Por Thomás - Thorpo
Já tinha 10 anos e achava uma injustiça não poder folhear os livros da biblioteca do avô. Sempre que ia tirar algum da estante, levava bronca de um dos adultos da casa. O que poderia haver ali naquelas páginas de tão perigoso para provocar tal proibição? Seja lá o que fosse, ele iria descobrir. Alzira, a empregada, estava preparando o jantar na cozinha, o avô cochilava em sua poltrona na sala, os pais ainda não tinham chegado do trabalho, nenhum adulto poderia impedi-lo de desvendar o que tanto escondiam dele. Subiu em uma cadeira (o que tornava tudo mais proibido e interessante, já que sua mãe sempre ficava muito brava quando ele fazia isso. Ela dizia que ia estragar o tal do veludo) e alcançou um dos volumes. Abriu em uma página qualquer, que o atraiu imediatamente por apresentar estatísticas, coisa que ele acabara de aprender com a professora particular, e começou a ler:
"Segundo o relatório do Desenvolvimento do Banco Mundial de 1995, o conjunto de países pobres, onde vive 85,2% da população mundial, detém apenas 21,5% do rendimento mundial, enquanto o conjunto dos países ricos, com 14,8% da população mundial, detém 78,5% do rendimento mundial" (...)

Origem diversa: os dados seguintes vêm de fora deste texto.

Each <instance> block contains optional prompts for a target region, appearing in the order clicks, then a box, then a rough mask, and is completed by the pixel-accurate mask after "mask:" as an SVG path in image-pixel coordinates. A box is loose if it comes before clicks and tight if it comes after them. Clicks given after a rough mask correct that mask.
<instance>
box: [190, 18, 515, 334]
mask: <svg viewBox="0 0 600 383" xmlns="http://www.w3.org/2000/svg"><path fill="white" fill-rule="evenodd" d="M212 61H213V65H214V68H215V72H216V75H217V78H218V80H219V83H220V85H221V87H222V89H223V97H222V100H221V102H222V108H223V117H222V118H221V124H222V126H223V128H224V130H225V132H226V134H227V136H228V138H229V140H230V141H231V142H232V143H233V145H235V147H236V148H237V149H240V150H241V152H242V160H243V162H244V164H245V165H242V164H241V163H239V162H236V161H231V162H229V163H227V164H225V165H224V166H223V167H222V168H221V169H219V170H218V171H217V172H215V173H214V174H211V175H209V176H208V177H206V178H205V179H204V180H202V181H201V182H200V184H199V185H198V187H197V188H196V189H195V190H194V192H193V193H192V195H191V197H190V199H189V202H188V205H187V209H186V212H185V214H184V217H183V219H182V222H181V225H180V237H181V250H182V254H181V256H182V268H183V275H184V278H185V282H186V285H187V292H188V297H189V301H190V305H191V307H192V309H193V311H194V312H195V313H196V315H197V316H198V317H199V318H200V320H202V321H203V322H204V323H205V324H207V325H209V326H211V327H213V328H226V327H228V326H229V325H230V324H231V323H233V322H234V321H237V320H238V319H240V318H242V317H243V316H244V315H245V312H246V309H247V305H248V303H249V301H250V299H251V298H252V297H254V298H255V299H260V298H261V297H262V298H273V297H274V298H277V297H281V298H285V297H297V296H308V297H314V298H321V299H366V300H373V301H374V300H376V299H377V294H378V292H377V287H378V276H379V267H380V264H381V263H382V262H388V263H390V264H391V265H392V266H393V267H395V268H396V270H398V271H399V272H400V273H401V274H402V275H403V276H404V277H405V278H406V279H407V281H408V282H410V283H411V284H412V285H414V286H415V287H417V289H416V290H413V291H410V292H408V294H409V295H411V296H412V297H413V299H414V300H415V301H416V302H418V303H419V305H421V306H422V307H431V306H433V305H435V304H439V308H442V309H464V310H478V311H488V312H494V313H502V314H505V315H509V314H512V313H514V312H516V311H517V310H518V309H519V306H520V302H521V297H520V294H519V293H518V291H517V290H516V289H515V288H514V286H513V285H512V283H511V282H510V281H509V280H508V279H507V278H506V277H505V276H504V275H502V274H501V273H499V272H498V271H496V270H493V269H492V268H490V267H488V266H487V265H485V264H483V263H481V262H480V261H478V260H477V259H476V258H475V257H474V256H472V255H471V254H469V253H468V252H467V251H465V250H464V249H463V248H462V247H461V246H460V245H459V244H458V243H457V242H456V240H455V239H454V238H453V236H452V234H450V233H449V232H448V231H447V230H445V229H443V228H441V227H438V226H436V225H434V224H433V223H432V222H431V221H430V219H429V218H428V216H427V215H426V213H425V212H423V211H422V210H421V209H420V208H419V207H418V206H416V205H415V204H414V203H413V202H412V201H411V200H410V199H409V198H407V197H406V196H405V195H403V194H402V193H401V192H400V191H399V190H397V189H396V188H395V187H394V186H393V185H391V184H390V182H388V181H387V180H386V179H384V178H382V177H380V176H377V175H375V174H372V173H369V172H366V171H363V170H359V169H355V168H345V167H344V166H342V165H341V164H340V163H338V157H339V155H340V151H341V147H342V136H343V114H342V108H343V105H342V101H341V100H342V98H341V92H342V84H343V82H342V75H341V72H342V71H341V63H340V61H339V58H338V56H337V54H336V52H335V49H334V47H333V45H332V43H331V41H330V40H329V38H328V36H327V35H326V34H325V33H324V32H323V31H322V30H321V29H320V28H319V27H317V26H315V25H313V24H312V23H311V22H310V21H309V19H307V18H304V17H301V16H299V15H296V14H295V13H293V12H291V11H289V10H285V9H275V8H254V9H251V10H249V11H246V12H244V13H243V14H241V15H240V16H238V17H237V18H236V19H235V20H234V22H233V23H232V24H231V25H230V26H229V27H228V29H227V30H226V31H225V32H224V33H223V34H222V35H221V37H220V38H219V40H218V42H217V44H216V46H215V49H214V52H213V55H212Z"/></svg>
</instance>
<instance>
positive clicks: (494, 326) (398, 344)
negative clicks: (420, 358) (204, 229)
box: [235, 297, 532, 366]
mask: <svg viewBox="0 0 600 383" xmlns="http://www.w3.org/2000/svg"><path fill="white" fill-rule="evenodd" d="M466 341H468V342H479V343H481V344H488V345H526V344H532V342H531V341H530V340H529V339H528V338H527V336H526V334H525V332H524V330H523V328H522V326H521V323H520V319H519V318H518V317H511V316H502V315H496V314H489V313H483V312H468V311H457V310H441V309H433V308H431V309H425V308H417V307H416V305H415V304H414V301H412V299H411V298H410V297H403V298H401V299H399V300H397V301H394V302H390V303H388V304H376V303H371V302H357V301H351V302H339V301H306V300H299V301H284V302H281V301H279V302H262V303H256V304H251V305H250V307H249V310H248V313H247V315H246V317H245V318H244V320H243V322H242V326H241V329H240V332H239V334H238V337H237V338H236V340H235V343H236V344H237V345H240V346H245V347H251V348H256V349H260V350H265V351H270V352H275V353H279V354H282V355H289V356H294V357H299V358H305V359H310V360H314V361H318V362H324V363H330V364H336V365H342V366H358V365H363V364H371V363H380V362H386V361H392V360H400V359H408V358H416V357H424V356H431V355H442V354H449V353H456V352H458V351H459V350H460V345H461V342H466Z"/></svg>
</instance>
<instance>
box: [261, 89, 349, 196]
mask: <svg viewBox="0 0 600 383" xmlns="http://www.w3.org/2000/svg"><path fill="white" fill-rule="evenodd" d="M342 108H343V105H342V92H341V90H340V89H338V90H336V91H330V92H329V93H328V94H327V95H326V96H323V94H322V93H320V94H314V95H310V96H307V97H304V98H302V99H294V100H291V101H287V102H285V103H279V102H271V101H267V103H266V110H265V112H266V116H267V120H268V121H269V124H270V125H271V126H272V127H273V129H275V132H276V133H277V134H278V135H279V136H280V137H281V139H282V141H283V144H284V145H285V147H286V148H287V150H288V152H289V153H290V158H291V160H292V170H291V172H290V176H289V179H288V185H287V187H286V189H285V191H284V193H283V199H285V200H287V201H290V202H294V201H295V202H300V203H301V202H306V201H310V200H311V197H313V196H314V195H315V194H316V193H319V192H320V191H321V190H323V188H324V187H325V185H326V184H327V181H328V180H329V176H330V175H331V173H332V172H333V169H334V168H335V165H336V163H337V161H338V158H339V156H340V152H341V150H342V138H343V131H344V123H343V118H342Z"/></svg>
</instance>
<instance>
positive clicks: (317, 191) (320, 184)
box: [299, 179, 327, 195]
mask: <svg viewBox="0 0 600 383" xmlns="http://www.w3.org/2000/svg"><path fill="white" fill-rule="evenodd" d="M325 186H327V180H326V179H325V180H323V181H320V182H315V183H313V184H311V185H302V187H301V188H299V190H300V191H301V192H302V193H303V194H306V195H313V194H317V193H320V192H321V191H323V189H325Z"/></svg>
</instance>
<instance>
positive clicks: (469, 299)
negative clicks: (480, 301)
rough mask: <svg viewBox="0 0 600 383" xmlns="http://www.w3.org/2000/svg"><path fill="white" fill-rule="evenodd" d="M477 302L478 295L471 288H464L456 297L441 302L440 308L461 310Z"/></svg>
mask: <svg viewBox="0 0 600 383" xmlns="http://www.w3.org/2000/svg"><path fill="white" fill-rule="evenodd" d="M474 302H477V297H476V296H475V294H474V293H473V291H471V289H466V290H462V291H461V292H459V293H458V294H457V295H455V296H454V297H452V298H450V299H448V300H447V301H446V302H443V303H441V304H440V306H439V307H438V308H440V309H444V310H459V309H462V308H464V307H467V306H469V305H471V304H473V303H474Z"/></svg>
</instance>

As pequenas mãos foram ficando suadas. Ele não conseguia acreditar no que estava lendo. Precisou reler três ou quatro vezes para ter certeza de que não havia confundido os números. Ligeiramente ofegante resolveu continuar a leitura:
"Segundo o Relatório do Desenvolvimento Humano do PNUD relativo a 1999, os 20% da população mundial a viver nos países ricos detinham, em 1997, 86% do produto bruto mundial, enquanto os 20% mais pobres detinham apenas 1%"
Tremendo, cheio de asco e pavor, fechou o maldito livro e o colocou de volta na estante. Então era isso! Esse era o segredo que escondiam dele. Olhou para os móveis imponentes, para o relógio de bolso dourado do avô em cima da mesa, para os enormes tapetes... muito nervoso, caminhou lentamente, com medo de que seus passos fossem ouvidos, até a sala onde seu avô dormia. Nunca tinha percebido como aquela televisão era enorme. A empregada entrou na sala trazendo pratos e talheres. Enquanto ela colocava a mesa ele notou pela primeira vez como aquela sala era ampla e como Alzira era pequena e curvada, como destoava de todo aquele cenário. O olhar cansado que ela dirigiu ao garoto o fez correr até seu quarto. Lá, deitado em sua cama, se encolheu debaixo das cobertas e só conseguia repetir pra si mesmo a preocupação que latejava em sua cabeça: "Quanto tempo mais vamos conseguir sobreviver sem sermos descobertos? E mamãe nem disfarça muito bem, com as jóias e bolsas... papai com aquele carro que o vizinho sorridente disse custar o preço de uma casa de praia. Quanto tempo mais nos deixarão livres? Pra que eu fui desobedecer a todos e ler os livros? Pra que? Era tão bom ser inocente... era tão bom ignorar os crimes de minha família..."
3 comentários:
Grande!
Gostei de ver!
Já li na comuna. Muito bom.
fiquei com medo de que o teor crítico estivesse ausente, hehehehe... que alívio reencontra-lo linhas abaixo. é muito bom no que propõe, a tua escrita.